I've been wondering if some SJs are into the field of fine arts here. Also it would be great if you can show your works. I am curious because in my art faculty, it is rare to find SJ--well actually almost none except the teachers, but they are teaching theory and history of art.... I have seen ISTJ friends in design field as quality check, I haven't seen them in conceptual art or things, the tertiary and fourth Ne makes me curious how it will be used when the person is artistic.


----------



## Buran (Nov 2, 2014)

Do you consider music a fine art? I play upright bass, piano, and guitar; I can play well by ear, especially on the piano, although reading music is difficult for me, except on the bass.


----------



## Epicyclic (Aug 7, 2014)

Do you consider music a fine art? I play piano, turned down concert piano school twice. No regrets. 

Taught myself to play the guitar, harmonica, pretty much whatever instrument came my way, to differing levels, depending on whether I had the need to play it or not.


----------



## LavenderMoon (Mar 2, 2015)

I don't do anything professionally or in school, but I've been drawing and painting since I was a pre-teen. Especially with drawing, I think I'm good enough now that if I wanted to take it further, I could. My favorite things to draw are human faces, architecture and furniture. Even though I love fantasy fiction and movies, I never was the kind of person to draw dragons or anything very fantastical when it came to my own art.
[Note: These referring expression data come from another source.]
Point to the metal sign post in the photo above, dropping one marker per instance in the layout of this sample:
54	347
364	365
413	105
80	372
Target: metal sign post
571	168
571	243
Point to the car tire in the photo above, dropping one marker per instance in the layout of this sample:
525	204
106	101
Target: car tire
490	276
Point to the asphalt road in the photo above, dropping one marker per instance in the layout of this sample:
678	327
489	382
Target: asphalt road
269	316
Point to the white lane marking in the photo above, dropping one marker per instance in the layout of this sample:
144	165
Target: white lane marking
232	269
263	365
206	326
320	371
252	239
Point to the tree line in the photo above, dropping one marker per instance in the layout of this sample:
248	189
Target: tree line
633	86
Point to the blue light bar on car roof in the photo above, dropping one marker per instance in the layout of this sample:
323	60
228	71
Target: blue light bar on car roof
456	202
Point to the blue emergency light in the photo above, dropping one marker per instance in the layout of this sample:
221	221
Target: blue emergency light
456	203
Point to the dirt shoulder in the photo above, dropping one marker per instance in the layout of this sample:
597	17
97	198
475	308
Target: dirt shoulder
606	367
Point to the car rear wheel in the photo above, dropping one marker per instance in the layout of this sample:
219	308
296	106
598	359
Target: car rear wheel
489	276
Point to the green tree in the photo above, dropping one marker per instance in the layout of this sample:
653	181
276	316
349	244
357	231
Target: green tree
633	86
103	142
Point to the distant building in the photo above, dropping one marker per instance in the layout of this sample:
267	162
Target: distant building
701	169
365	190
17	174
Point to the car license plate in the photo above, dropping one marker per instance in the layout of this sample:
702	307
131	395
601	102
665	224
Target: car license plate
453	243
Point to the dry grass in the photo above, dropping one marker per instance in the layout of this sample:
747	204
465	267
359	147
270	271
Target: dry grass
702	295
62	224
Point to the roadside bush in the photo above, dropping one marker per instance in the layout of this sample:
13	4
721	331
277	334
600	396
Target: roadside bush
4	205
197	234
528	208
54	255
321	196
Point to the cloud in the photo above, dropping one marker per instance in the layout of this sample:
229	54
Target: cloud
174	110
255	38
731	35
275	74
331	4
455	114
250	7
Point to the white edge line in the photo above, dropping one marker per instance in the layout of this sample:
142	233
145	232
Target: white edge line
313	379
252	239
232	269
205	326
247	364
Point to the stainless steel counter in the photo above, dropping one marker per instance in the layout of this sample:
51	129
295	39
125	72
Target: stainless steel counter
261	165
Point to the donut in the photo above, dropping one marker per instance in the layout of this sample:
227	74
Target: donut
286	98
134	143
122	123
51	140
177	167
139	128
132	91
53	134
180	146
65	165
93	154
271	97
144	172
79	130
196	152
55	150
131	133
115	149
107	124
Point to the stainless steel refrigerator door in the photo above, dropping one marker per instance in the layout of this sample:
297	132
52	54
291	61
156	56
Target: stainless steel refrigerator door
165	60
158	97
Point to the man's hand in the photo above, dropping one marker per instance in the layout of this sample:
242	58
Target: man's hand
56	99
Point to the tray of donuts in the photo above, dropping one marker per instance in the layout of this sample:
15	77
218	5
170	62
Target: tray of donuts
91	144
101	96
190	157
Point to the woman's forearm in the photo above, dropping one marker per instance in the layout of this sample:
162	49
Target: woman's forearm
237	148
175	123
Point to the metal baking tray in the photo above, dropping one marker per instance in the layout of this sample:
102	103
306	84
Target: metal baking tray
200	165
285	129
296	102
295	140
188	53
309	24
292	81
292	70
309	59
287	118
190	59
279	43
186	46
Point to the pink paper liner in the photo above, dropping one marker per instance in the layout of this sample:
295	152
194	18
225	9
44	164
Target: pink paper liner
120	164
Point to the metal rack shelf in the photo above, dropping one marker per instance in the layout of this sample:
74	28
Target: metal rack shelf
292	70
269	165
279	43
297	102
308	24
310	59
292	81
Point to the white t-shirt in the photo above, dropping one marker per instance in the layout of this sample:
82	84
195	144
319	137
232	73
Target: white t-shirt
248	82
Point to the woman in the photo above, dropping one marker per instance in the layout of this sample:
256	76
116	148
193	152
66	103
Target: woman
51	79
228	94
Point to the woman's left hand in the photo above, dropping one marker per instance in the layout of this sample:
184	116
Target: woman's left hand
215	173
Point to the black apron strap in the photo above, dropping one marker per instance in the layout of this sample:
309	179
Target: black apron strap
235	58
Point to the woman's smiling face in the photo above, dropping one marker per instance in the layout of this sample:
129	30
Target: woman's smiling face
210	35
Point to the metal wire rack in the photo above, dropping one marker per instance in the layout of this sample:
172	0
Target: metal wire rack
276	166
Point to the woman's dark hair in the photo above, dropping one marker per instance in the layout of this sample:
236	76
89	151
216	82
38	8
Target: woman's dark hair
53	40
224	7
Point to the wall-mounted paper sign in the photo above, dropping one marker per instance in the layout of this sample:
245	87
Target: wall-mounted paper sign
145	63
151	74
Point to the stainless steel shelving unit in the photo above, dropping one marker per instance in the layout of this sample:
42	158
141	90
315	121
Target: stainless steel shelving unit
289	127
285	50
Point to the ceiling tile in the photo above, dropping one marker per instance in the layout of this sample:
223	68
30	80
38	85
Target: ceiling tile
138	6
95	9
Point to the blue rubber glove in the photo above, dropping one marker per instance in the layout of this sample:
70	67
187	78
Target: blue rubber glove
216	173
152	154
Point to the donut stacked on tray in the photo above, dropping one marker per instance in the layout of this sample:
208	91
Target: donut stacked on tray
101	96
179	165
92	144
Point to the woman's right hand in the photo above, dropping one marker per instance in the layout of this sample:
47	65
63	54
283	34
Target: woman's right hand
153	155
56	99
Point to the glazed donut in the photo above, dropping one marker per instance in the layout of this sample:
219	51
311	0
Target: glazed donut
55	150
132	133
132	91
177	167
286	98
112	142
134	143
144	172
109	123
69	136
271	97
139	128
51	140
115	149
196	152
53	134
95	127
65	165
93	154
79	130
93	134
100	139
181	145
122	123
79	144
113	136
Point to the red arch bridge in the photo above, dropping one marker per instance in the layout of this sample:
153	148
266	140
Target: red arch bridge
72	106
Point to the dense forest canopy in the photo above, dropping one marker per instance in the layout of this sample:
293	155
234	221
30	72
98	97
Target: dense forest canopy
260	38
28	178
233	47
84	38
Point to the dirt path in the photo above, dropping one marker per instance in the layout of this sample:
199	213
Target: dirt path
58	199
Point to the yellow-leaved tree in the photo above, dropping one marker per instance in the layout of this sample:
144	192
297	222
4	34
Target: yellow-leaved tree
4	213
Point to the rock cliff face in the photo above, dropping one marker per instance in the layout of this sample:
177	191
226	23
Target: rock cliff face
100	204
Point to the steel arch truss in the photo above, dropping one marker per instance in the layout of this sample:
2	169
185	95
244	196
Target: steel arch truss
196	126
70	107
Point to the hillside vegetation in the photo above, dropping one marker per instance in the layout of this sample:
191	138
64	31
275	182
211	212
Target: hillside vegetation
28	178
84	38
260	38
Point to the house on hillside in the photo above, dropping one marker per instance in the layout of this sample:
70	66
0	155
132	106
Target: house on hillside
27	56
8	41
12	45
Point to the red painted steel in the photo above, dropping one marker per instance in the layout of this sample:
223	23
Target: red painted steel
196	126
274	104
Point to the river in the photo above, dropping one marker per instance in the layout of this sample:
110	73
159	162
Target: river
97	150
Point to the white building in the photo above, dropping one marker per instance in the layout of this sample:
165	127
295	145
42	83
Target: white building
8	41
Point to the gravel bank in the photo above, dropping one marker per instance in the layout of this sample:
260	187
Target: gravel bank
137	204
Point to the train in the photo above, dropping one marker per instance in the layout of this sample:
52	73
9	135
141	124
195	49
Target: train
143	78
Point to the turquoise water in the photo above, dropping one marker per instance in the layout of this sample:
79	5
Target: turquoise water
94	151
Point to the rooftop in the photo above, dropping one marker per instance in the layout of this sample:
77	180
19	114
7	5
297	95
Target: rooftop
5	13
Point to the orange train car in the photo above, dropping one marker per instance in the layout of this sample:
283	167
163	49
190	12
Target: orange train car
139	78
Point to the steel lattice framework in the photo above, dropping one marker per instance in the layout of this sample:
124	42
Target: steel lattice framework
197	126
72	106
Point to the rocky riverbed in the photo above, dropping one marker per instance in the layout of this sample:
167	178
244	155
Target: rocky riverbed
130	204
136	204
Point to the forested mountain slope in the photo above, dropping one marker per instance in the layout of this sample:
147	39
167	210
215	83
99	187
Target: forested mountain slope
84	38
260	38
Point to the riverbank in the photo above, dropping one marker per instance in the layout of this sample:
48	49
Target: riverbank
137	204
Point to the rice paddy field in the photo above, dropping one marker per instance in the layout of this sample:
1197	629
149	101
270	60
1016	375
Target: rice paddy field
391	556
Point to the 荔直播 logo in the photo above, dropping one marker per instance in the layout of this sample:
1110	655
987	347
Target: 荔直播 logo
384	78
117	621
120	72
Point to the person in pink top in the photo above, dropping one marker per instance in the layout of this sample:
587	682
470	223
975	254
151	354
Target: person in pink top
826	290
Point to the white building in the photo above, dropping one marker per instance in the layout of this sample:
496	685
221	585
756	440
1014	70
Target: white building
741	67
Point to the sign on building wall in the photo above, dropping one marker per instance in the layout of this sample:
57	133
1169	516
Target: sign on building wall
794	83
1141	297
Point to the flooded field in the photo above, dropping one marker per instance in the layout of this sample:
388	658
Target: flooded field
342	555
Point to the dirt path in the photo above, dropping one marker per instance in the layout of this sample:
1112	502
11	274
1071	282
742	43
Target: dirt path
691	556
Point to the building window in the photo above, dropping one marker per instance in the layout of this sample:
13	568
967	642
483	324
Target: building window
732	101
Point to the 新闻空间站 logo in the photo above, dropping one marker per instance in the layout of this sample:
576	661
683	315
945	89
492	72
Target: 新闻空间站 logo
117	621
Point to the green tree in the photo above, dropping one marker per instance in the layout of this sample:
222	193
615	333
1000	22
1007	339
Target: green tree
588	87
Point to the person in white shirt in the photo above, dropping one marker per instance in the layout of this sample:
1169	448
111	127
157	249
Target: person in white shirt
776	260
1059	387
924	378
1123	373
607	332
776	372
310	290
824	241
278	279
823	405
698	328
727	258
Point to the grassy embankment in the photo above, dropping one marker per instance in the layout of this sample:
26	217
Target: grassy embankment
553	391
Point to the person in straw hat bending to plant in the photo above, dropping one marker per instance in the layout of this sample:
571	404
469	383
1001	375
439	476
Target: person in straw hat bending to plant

These are from about 2010-2012, so they don't really show where I am now, but they're all I had on my computer. Sorry about the crappy quality.


----------



## Coburn (Sep 3, 2010)

Chamondelle said:


> I've been wondering if some SJs are into the field of fine arts here. Also it would be great if you can show your works. I am curious because in my art faculty, it is rare to find SJ--well actually almost none except the teachers, but they are teaching theory and history of art.... I have seen ISTJ friends in design field as quality check, I haven't seen them in conceptual art or things, the tertiary and fourth Ne makes me curious how it will be used when the person is artistic.


I majored in two fine arts and am currently going back to school for a third fine arts degree. My career path at the moment involves fine arts (I do marketing, with heavy emphasis on web and graphic design). I write in my spare time and draw (mostly in digital format) on occasion. 

Is it rare for an ESTJ to be in fine arts? I couldn't tell you. I don't type people IRL.

What specific area of focus are you going to school for?


----------